The programme was repeated on Sunday, 29 May at 2102 BST.
Mortgage lender Abbey is reviewing about 50,000 endowment complaints after it was fined £800,000 for mishandling 5,000.
The Financial Services Authority said Abbey mishandled the complaints during October 2001 and September 2003.
It said 3,500 were rejected when they should have been upheld.
The Financial Ombudsman Service has prepared an FAQ page for anyone concerned they may be affected.
Based on industry averages, the regulator said losses of up to £19 million may have been caused to customers.
Consumer association Which? said it was shocking to find that so many people had their complaints treated so badly.
Abbey has accepted its complaints procedures were inadequate and is now reviewing every endowment complaint it has rejected since January 2000.
Paul Lewis asked Louise Hanson of Which? what this means for consumers.
Warning on equity release
Many advisors are not carrying out proper checks before recommending equity release to consumers, the Financial Services Authority has found.
Britons borrowed £1.2bn through equity release in 2004
In a mystery shop of 42 product providers, independent financial advisors, and mortgage brokers, the regulator discovered 70% were not gathering enough information to assess their clients' suitability.
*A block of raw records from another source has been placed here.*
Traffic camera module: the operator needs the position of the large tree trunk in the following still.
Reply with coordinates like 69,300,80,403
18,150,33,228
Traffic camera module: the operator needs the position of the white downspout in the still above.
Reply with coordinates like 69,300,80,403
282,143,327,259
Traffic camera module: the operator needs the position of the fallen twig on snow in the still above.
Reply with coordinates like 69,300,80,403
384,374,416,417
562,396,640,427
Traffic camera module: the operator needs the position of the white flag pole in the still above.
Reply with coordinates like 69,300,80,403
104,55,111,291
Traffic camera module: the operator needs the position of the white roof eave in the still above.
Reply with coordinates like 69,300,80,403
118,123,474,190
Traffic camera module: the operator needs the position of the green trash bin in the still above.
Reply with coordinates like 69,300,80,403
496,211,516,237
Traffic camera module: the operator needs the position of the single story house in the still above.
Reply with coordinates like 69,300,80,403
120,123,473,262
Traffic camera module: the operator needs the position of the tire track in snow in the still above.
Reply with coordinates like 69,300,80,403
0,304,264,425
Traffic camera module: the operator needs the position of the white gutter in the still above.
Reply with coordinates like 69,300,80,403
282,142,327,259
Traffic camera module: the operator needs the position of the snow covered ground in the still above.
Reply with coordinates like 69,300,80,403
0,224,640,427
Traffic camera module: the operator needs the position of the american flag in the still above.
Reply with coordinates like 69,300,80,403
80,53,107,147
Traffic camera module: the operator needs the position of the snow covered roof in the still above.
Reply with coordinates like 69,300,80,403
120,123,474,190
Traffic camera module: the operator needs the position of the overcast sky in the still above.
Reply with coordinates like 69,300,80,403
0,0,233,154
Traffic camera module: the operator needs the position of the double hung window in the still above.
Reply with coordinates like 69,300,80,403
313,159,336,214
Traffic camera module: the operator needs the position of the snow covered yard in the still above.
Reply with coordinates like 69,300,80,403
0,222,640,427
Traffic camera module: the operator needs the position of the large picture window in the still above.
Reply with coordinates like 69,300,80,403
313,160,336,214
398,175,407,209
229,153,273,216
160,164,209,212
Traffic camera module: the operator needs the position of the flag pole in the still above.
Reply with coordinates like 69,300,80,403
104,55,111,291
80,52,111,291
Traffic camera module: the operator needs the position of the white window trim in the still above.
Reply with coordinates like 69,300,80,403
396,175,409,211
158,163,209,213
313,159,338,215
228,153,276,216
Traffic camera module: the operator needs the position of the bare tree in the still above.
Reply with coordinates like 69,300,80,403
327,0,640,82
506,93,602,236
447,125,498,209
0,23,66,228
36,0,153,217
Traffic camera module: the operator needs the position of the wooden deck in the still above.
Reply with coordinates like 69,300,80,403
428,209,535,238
And 60% of advisors were not properly explaining the downsides of equity release.
The FSA has warned advisors to address its concerns, and added that it had not ruled out enforcement action.
Paul Lewis spoke to Clive Briault of the Financial Services Authority about the findings.
Community Investment Scheme
The Community Investment Scheme enables individuals to invest lump sums and get valuable tax relief, sometimes with interest on top, which provides one of the best returns around.
But it is not always without risk and needs careful consideration, as Samantha Washington reported.
Bristol & West sells branches for £150m
Almost a million Bristol & West savers are to be moved to Britannia Building Society following its purchase of all 97 branches for £150 million.
The branches are mainly in the South West of England
Bristol & West customers are not being asked their opinion and will not get a windfall payment.
But Britannia says it will guarantee no-one will get a worse rate on their savings than they do now.
Paul Lewis spoke to Neville Richardson, Chief Executive of the Britannia about the shock announcement.
Fines aim to cut phone 'slamming'
Fixed-line phone operators who switch consumers to their service without consent, a practice called "slamming", face hefty fines from Thursday.